洛洛臉色變了變,怔怔的看著地下摔碎的茶杯,說不出話來。
「我相信玄靈的實力不會因為一家餐廳的失敗而有任何影響。」傾城一劍打量著自己的指甲,頭也不抬,口中說出的話卻異常冷靜或者說冷漠:「但是起碼在玄武城內,安家是絕對安全的。說到這裡,我可以順便再告訴你一個信息。玄武城的城主任務,林浪已經進行到最後一步了,明天他就能接任城主,等怪物攻城之後,玄武城的城裡就不再是你們能插手的地盤了!」
洛洛低下頭沉默半晌,最後終於抬起頭來,站起身認真的盯著大尾巴狼:「恭喜!」說完轉身就走,半點不帶猶豫的。
大尾巴狼和傾城一劍誰都沒有阻止她,直到目送那個身影走出交易所,許久之後,大尾巴狼終於深深的嘆息,打破了交易所內的沉默,無奈扶額:「結果她還是不肯告訴我原因。」
傾城一劍白了大尾巴狼一眼,突然臉色一轉,不復剛才對洛洛說話時的冷漠,轉而變成淡然的悠閒表情:「廢話,如果真是什麼隨便就可以說出口的理由,你又怎麼可能一直查不到線索?!」
「我們從小一起長大,有什麼是不能對彼此說的?!」大尾巴狼心酸啊,捧著自己受傷的小心臟痛心不已。那可是他的小兔兔耶,現在居然都對他這麼疏離了!
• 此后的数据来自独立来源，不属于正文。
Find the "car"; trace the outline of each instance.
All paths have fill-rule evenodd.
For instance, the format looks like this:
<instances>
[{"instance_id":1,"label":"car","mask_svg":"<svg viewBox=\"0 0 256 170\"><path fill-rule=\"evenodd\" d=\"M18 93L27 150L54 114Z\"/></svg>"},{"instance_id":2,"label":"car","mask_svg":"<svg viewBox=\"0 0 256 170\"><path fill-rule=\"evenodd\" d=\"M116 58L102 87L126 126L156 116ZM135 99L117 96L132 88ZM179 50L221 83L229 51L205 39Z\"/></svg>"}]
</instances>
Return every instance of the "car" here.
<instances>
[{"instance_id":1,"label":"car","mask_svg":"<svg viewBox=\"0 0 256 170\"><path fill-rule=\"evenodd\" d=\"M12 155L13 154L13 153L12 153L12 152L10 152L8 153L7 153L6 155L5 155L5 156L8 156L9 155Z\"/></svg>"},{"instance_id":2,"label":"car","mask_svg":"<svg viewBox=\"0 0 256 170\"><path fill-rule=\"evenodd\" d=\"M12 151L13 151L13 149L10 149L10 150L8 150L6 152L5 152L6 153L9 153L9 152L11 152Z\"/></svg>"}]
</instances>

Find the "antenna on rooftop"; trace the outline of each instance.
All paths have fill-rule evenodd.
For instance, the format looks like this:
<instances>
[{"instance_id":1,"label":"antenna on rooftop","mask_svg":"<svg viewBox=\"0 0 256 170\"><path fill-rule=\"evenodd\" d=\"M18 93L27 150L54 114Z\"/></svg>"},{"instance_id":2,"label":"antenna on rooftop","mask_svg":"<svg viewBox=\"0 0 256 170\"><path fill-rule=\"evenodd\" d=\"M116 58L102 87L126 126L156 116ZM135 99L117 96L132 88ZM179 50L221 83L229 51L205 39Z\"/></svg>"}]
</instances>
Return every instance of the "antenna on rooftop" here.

「反正在洛洛失憶前和離家出走那段時間一定發生過什麼大事是肯定的了。」傾城一劍懶懶的把自己的整個身子向後靠,指節有節奏的扣擊著手下的扶手,沉吟片刻後接著說道:「從安家查不出來,想從其他關係人那下手,結果線索卻全部被抹掉了,從那些手法來看,應該是人為的。誰有這麼大的能量把以前的事情掩蓋得那麼徹底?!反正安家是做不到,林玄如果利用林家的勢力的話倒是可以辦到這一點,可是現在你們正在爭家主,他無法動用家裡的門路……除非是你們林家老爺子或另外三家的誰出的手!」說到最後,傾城一劍都忍不住白了大尾巴狼一眼——瞧瞧你看上的這叫什麼姑娘?!都趕上軍方S級的絕密檔案了。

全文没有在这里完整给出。